Le groupe d'experts est composé de 60 experts au maximum, nommés pour un mandat renouvelable de deux ans, sélectionnés en veillant à un équilibre équitable entre les sexes et à une représentation géographique équilibrée. Au moins 80 % des experts proviennent des États membres de l'UE, de l'AELE ou de l'EEE, et chaque État membre de l'UE et chaque pays de l'AELE ou de l'EEE est représenté par au moins un et au plus trois experts.

Le comité conseille et apporte son soutien au Bureau de l'IA sur les points suivants :

  • Mise en œuvre et application de la loi sur l'IA en ce qui concerne les modèles et systèmes d'IA générique (GPAI).
  • Développement d'outils, de méthodologies et de critères de référence permettant d'évaluer les capacités des modèles et des systèmes GPAI.
  • Classification des différents modèles et systèmes GPAI, y compris les modèles GPAI présentant un risque systémique.
  • Développement d'outils et de modèles.

Le comité peut émettre une alerte conditionnelle à l’intention du Bureau de l’IA lorsqu’il soupçonne qu’un modèle GPAI présente un risque concret et identifiable au niveau de l’UE, ou qu’il atteint le seuil permettant de classer les modèles GPAI comme présentant un risque systémique. Sur cette base, le Bureau de l’IA, après en avoir informé le Conseil de l’IA, peut désigner un modèle GPAI comme présentant un risque systémique et, par conséquent, lui imposer des obligations supplémentaires. Vous trouverez de plus amples informations dans l’article consacré au comité scientifique.

Collaboration

En matière de collaboration, le Bureau de l'IA devra également :

  • Coopérer avec les institutions, organes et agences concernés de l'Union européenne, notamment l'entreprise commune européenne pour le calcul haute performance (EuroHPC JU) ;
  • S'engager auprès des autorités des États membres au nom de la Commission ;
  • Collaborer avec les DG et les services concernés de la Commission, notamment le Centre européen pour la transparence algorithmique, en vue de l'évaluation des modèles et des systèmes d'IA générative, et de la sensibilisation aux risques émergents au sein de la Commission ;
  • Évaluer et promouvoir la convergence des meilleures pratiques en matière de procédures de passation de marchés publics pour les systèmes d'IA ;
  • Contribuer à la coopération internationale en matière de gouvernance de l'IA, plaider en faveur d'une IA responsable et promouvoir l'approche de l'UE.

Bacs à sable

Le Bureau, en collaboration avec le Conseil de l'IA, apporte un soutien technique, des conseils et des outils pour la mise en place et le fonctionnement des bacs à sable réglementaires consacrés à l'IA, en assurant la coordination avec les autorités nationales si nécessaire afin d'encourager la coopération entre les États membres.
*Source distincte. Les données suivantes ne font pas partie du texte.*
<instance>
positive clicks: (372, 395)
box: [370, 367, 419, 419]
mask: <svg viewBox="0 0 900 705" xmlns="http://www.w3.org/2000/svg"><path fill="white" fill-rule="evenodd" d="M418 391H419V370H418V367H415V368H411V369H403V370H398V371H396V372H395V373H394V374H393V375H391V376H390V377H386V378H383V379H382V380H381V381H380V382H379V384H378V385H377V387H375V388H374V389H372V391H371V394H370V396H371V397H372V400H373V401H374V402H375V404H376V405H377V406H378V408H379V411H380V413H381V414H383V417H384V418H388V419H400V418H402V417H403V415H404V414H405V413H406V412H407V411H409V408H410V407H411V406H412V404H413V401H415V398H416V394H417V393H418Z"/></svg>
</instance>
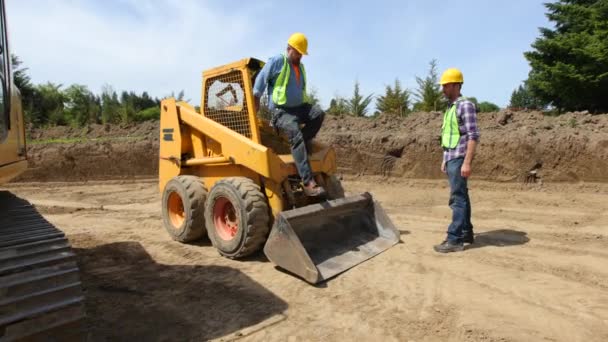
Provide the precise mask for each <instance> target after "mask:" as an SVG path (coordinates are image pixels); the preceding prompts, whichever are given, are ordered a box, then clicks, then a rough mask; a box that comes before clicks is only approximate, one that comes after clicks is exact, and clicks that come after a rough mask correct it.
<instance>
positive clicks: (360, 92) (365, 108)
mask: <svg viewBox="0 0 608 342" xmlns="http://www.w3.org/2000/svg"><path fill="white" fill-rule="evenodd" d="M373 97H374V95H373V94H369V95H367V96H363V95H361V91H360V90H359V81H356V82H355V90H354V91H353V97H351V98H350V100H348V101H347V108H348V111H349V113H351V114H352V115H354V116H365V115H366V114H367V111H368V108H367V107H368V106H369V104H370V103H371V102H372V99H373Z"/></svg>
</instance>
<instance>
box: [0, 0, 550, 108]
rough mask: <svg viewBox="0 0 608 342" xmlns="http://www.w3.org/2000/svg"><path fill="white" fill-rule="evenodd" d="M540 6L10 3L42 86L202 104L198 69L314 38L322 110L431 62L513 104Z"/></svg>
mask: <svg viewBox="0 0 608 342" xmlns="http://www.w3.org/2000/svg"><path fill="white" fill-rule="evenodd" d="M542 3H543V1H536V0H512V1H481V0H462V1H448V0H444V1H439V0H427V1H412V0H409V1H408V0H404V1H380V0H378V1H352V0H351V1H306V2H304V1H302V2H295V1H294V2H289V3H287V2H286V1H250V2H244V1H232V0H223V1H202V0H199V1H194V0H192V1H190V0H148V1H144V0H53V1H50V0H47V1H43V0H8V1H7V12H8V15H9V18H8V24H9V30H10V34H11V41H10V44H11V47H12V49H13V52H14V53H16V54H17V55H19V57H20V58H21V59H22V60H23V61H24V63H25V65H26V66H27V67H29V69H30V70H29V72H30V75H31V77H32V80H33V81H34V82H35V83H42V82H46V81H52V82H55V83H61V84H64V85H69V84H72V83H78V84H84V85H87V86H88V87H89V88H90V89H91V90H92V91H94V92H96V93H99V92H100V91H101V89H102V87H103V86H104V85H105V84H109V85H111V86H113V87H114V89H116V90H117V91H121V90H133V91H136V92H138V93H139V92H142V91H148V92H149V93H150V94H151V95H153V96H157V97H163V96H166V95H168V94H171V92H175V93H177V92H178V91H180V90H182V89H183V90H184V91H185V93H186V98H188V99H190V100H191V102H193V103H195V104H196V103H199V102H200V91H201V72H202V71H203V70H205V69H209V68H212V67H215V66H218V65H221V64H225V63H228V62H232V61H235V60H238V59H241V58H244V57H249V56H251V57H256V58H260V59H262V60H267V59H268V58H269V57H270V56H272V55H274V54H278V53H281V52H282V51H283V50H284V49H285V45H286V41H287V38H288V37H289V35H290V34H291V33H293V32H296V31H300V32H303V33H305V34H306V35H307V36H308V39H309V52H310V55H309V56H306V57H305V58H304V63H305V64H306V67H307V68H306V70H307V73H308V74H307V76H308V79H309V83H310V85H311V86H314V87H315V88H316V89H317V92H318V94H319V96H320V98H321V101H322V103H323V104H324V105H328V104H329V101H330V100H331V98H332V97H334V96H345V97H348V96H350V95H351V94H352V90H353V84H354V82H355V80H358V81H359V82H360V85H361V90H362V91H363V93H365V94H369V93H374V94H382V93H383V92H384V88H385V86H386V85H387V84H392V83H393V82H394V80H395V78H399V79H400V80H401V83H402V84H403V86H405V87H407V88H409V89H412V90H413V89H415V88H416V81H415V77H416V76H425V75H426V74H427V72H428V64H429V61H430V60H431V59H437V61H438V67H439V68H438V69H439V72H441V71H443V70H444V69H446V68H449V67H458V68H460V69H461V70H462V71H463V73H464V76H465V85H464V88H463V93H464V94H465V95H467V96H475V97H477V98H478V99H479V100H481V101H483V100H485V101H491V102H494V103H496V104H498V105H500V106H506V105H507V104H508V102H509V98H510V95H511V92H512V91H513V89H514V88H516V87H517V86H518V85H519V84H520V83H521V82H522V81H523V80H525V79H526V78H527V74H528V71H529V65H528V63H527V62H526V60H525V58H524V57H523V52H525V51H528V50H530V44H531V43H532V42H533V41H534V39H536V38H537V37H538V35H539V31H538V28H539V27H543V26H544V27H547V26H549V25H550V24H549V22H548V21H547V19H546V17H545V8H544V6H543V5H542Z"/></svg>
D'ici au 2 août 2027, chaque État membre doit mettre en place au moins un « bac à sable » réglementaire dédié à l'IA, soit de manière indépendante, soit en s'associant au(x) bac(s) à sable d'autres États membres.

Cela devrait favoriser l’innovation, en particulier pour les PME, en facilitant la formation, les essais et la validation de l’IA, avant la mise sur le marché ou la mise en service du système sous la supervision des autorités de régulation. Cette supervision vise à apporter une clarté juridique, à améliorer l’expertise réglementaire et l’apprentissage en matière de politiques, ainsi qu’à faciliter l’accès au marché. Le Bureau de l’IA est informé par les autorités nationales de toute suspension des essais en bac à sable due à des risques impossibles à atténuer. Les autorités nationales soumettent au Bureau de l’IA et au Conseil de l’IA des rapports annuels accessibles au public détaillant les progrès réalisés dans le cadre des essais en bac à sable, les incidents survenus et les recommandations formulées.

Soutenir les PME

Comment l'AI Office soutient-il les PME dans l'UE ?

Révision

Comment les rôles et responsabilités de l'Office AI seront-ils revus et mis à jour ?

  • D’ici au 2 août 2028, la Commission évaluera si le Bureau de l’IA dispose de pouvoirs et de compétences suffisants pour s’acquitter de ses missions, et s’il convient de renforcer ces derniers en lui allouant des ressources supplémentaires.
Cet article a été publié le 21 mars 2024.